Le vrac pose des exigences particulières, notamment pour les produits frais. Cela commence avec la livraison. Les cofondatrices de Loco souhaitent que les producteurs leur livrent leurs aliments en produisant le moins de déchets d’emballage possible. Il faut donc discuter avec eux afin de trouver des manières de livrer sans emballage ou avec des emballages réutilisables. Il faut aussi développer des moyens de bien conserver tous ces aliments en vrac. « C’est passionnant, car nous avons dû apprendre à connaître à fond les différents aliments et les méthodes de production et de conservation, raconte Sophie Maccario. Nous travaillons assez peu avec des distributeurs, nous avons plutôt des liens directs avec les producteurs. Leurs conseils sur la conservation nous sont d’une aide précieuse. »

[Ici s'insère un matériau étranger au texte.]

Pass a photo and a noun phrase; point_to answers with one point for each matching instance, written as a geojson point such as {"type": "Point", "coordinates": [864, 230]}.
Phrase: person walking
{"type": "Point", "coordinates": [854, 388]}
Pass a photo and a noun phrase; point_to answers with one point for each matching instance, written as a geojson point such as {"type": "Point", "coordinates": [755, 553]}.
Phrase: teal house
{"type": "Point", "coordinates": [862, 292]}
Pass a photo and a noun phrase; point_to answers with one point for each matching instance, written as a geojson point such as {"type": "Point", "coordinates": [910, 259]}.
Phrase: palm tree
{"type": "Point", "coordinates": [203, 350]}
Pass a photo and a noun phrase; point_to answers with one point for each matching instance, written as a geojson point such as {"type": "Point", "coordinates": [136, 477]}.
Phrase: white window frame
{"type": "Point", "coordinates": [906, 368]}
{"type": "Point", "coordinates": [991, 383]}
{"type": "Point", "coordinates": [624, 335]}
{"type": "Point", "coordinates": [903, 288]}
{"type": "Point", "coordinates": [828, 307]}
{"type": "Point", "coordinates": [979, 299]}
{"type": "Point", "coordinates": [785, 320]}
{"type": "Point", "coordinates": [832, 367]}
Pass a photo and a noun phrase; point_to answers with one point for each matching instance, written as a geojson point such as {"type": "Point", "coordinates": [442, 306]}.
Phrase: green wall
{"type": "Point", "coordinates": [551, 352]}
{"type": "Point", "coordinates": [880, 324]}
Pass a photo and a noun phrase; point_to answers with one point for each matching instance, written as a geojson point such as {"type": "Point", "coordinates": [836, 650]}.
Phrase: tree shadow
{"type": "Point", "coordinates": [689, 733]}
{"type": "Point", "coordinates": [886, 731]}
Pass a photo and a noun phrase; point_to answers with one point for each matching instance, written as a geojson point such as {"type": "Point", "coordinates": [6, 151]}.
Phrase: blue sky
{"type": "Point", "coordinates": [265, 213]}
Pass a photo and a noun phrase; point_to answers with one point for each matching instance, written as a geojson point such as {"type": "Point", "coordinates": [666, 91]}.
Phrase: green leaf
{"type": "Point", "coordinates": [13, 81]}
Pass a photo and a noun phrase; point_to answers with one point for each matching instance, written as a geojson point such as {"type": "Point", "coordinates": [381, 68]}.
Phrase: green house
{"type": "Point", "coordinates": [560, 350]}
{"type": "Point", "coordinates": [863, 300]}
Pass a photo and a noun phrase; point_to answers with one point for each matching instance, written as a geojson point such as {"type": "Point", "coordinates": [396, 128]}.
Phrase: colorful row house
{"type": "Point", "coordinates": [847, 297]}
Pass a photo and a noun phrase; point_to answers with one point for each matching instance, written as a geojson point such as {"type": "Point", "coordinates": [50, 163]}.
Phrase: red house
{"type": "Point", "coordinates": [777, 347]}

C’est d’autant plus utile que les clients sont curieux et posent beaucoup de questions en magasin sur chacun des aliments et les meilleures manières de les conserver ou de les cuisiner. Les gens en épiceries deviennent ainsi des courroies de transmission de connaissances entre les producteurs et les clients.

Les clients font aussi de nombreuses propositions. Les cofondatrices misent beaucoup sur les médias sociaux pour les recueillir, ainsi que sur des moyens plus traditionnels, comme une bonne vieille boîte de suggestions dans l’épicerie. Elles peuvent ainsi adapter leur offre pour mieux répondre aux besoins des clients.